Elicit-and-Augment: A Hybrid Bayesian Framework for Risk Modeling in Data-Scarce Construction Projects

Abstract
Construction projects are inherently uncertain, complex, and data-sparse, rendering conventional deterministic risk management (RM) frameworks insufficient for proactive and scalable decisionmaking. In response, this research introduces an integrated hybrid Bayesian framework that bridges expert subjective and experience-based reasoning and sparse empirical project data to provide probabilistic, explainable, and generalizable risk predictions across large-scale infrastructure and construction projects.
Developed through collaboration with Politecnico di Milano, Jacobs Solutions, and the Garrick Institute of Risk Sciences (UCLA), the framework is applied to a real-world case study comprising 44 construction projects in Italy. The core model is built upon an elicitation-based Bayesian Network (BN), where expert judgment is elicited systematically to define the structure and conditional dependencies across key risk variables such as technical complexity, financial health, permitting delays, schedule volatility, and contractor reliability.
To overcome the limitations of the small project dataset and improve posterior estimation, the model integrates Generative Adversarial Networks (GANs) trained on the available tabular project database. This “elicit-and-augment” strategy combines probabilistic expert reasoning with synthetic data to mitigate overfitting and improve generalization. While GANs have predominantly been used in image processing, this study pioneers their application in structured tabular data augmentation for risk modeling, generating statistically coherent synthetic project cases that mirror the complex multivariate dependencies observed in real projects.

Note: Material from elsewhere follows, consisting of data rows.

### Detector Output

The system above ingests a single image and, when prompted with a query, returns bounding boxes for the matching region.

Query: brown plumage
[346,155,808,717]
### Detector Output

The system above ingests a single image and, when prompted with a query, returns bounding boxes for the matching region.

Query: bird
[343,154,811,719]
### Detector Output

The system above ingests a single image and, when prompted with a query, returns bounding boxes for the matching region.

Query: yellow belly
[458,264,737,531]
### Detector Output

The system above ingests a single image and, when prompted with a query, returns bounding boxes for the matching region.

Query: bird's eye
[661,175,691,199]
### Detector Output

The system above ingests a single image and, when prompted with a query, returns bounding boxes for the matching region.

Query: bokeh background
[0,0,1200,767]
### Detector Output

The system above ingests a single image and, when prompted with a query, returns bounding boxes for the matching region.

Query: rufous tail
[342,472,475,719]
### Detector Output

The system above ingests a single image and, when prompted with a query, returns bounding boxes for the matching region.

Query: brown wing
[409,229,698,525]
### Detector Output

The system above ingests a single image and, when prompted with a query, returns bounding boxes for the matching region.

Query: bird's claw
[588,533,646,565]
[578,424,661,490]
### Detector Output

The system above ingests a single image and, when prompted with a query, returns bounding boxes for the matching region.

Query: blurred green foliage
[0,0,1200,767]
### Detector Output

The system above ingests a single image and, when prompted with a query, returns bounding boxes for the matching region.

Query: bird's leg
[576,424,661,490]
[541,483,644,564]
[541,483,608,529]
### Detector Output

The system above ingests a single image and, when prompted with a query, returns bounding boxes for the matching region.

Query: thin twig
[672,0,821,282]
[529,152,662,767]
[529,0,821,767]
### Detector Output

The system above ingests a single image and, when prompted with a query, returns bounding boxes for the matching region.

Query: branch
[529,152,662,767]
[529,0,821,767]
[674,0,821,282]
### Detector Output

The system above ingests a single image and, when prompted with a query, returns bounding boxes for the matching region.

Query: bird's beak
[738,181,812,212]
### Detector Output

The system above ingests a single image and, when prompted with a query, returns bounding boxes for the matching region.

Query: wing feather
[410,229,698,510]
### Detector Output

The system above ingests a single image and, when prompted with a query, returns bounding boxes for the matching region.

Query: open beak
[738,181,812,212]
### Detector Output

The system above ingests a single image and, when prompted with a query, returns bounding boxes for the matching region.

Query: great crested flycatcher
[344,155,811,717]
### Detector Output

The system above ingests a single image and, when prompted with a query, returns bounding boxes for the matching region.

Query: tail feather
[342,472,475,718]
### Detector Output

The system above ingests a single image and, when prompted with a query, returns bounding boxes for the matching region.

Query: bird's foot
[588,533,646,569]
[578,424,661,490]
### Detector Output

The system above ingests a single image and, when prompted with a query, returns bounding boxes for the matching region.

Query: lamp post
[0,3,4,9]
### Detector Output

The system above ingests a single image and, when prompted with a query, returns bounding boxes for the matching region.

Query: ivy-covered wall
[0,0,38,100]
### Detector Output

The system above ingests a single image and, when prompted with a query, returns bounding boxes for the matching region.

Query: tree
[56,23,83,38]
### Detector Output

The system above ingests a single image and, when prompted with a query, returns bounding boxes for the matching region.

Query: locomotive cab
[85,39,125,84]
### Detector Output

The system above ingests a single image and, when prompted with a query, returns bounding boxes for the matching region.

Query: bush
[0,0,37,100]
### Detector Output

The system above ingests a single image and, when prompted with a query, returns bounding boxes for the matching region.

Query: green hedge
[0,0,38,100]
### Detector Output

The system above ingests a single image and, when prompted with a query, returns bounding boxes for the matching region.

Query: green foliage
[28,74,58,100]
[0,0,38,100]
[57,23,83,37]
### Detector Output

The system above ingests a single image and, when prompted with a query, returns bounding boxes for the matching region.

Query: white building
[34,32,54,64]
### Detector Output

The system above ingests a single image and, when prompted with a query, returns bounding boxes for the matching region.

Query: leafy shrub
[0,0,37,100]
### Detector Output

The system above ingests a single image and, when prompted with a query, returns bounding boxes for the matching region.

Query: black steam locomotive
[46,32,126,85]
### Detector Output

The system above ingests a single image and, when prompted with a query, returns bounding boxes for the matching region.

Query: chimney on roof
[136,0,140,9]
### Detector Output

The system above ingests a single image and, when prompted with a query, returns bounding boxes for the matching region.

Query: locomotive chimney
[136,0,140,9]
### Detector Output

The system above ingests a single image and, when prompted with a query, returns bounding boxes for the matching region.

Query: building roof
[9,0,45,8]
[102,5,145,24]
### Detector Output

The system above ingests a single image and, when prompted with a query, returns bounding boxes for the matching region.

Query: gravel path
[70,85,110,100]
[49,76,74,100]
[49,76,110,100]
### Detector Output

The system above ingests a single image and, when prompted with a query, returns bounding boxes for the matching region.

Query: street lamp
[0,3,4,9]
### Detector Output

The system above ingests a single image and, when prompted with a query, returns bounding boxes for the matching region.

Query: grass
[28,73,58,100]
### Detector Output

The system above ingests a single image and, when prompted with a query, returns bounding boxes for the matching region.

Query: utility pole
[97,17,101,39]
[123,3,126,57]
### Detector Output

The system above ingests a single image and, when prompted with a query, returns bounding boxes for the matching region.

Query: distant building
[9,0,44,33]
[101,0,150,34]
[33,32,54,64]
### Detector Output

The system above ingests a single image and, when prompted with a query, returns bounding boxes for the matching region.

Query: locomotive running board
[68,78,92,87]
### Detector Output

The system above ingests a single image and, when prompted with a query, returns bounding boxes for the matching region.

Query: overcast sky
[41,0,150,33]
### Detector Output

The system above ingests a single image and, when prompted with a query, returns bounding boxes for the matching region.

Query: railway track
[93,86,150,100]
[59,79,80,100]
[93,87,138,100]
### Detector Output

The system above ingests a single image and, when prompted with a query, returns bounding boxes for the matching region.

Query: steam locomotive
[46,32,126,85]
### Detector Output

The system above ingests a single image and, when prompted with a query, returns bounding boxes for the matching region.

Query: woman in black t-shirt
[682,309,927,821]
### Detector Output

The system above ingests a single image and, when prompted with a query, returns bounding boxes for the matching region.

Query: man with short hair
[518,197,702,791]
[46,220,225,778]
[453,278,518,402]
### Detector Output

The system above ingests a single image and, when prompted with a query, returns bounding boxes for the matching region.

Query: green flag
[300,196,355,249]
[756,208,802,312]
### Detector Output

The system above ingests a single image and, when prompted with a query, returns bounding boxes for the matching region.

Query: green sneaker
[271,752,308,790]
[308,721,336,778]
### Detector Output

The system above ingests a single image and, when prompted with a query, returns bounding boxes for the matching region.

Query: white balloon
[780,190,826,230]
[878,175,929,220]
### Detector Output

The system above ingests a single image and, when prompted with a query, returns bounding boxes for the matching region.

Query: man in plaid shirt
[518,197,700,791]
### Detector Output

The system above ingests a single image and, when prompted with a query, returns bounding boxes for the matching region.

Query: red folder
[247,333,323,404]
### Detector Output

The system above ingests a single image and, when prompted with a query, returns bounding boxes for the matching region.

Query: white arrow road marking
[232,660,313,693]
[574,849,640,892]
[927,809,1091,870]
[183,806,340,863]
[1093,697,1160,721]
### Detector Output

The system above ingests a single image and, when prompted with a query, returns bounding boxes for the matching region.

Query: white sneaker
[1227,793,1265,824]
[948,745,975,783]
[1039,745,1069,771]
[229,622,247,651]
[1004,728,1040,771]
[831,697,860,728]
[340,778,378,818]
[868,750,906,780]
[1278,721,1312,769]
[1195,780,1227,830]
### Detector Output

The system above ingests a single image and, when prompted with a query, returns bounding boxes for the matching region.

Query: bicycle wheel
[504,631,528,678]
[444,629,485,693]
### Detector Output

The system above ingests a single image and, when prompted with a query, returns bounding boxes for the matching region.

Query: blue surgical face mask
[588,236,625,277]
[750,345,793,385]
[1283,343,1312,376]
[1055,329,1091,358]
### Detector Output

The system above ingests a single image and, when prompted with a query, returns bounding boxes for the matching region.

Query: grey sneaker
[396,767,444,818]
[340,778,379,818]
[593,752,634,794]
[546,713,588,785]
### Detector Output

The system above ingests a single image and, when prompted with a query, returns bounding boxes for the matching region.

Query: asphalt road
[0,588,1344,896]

A comparative evaluation was conducted to benchmark the performance of this Bayesian approach against alternative modeling paradigms:
- Deterministic machine learning models, including Artificial Neural Networks (ANN), Decision Trees, and XGBoost, were trained on the available objective project data;
- A Fuzzy Logic model was developed based solely on expert-derived qualitative inputs.
Each model’s ability to estimate the project risk levels (low, medium, high) was recorded and compared across multiple scenarios. Results show that while deterministic models are effective when trained on rich datasets, they performed poorly under conditions of data sparsity and failed to capture causal dependencies. Fuzzy logic models, on the other hand, captured expert insights but lacked adaptability and inference depth. The Bayesian Network model outperformed all others, offering interpretable, scalable, and uncertainty-aware insights, with an 18% increase in classification accuracy after synthetic augmentation.
Furthermore, the framework integrates:
- Information-theoretic elicitation optimization, using expected value of information (EVI) to guide expert questioning; • Scenario-based inference and counterfactual simulations, to evaluate the impact of targeted mitigation strategies (e.g., early permitting);
- Explainability tools, including influence-path analysis and node sensitivity diagnostics, supporting stakeholder transparency.
This work showcases how Bayesian inference, augmented with GAN-based data synthesis, can enable intelligent, data-efficient, and trustworthy risk management in capital project environments. It represents a replicable methodology for operationalizing probabilistic graphical models in domains where data fragmentation and epistemic uncertainty are structural barriers.
About the Presenter
Dr. Ania Khodabakhshian is a postdoctoral researcher and senior construction project manager with a multidisciplinary background spanning construction engineering, Artificial Intelligence, project management, and probabilistic risk modeling. She holds a Ph.D. in Architecture, Built Environment and Construction Engineering from Politecnico di Milano and has conducted visiting research at the UCLA Garrick Institute of Risk Sciences and the MIT Schwarzman College of Computing.
Her research focuses on integrating Machine Learning and probabilistic graphical models into risk management for complex construction, infrastructure, and energy systems. Her contributions include advances in Bayesian Networks, LLM-driven semantic analysis, generative AI for data augmentation, techno-economic analysis for clean energy solutions, energy retrofit policymaking, and the ethical governance of AI applications in industry.
Dr. Khodabakhshian has published extensively in high-impact, peer-reviewed journals such as Journal of Building Engineering, Buildings, Journal of Architectural Engineering, and ITcon, and has co-authored several academic books with major publishers, including Springer and Wiley. She has presented at numerous international conferences in the fields of construction and digital technologies, served as the scientific committee member and reviewer for renowned conferences and journals in construction domain, and her work has been cited over 150 times.
She is the recipient of multiple competitive and prestigious awards and research grants from prestigious organizations including CIB World, California Energy Commission, and the ENHANCE Alliance. Currently, she serves as a Senior Project Manager for data center developments at Lombardini22 and has collaborated with industry leaders such as Jacobs Solutions, CyrusOne, Terna, Develog, DEA Capital, Generali, and AQ Compute on the application of AI for resilient infrastructure planning and delivery.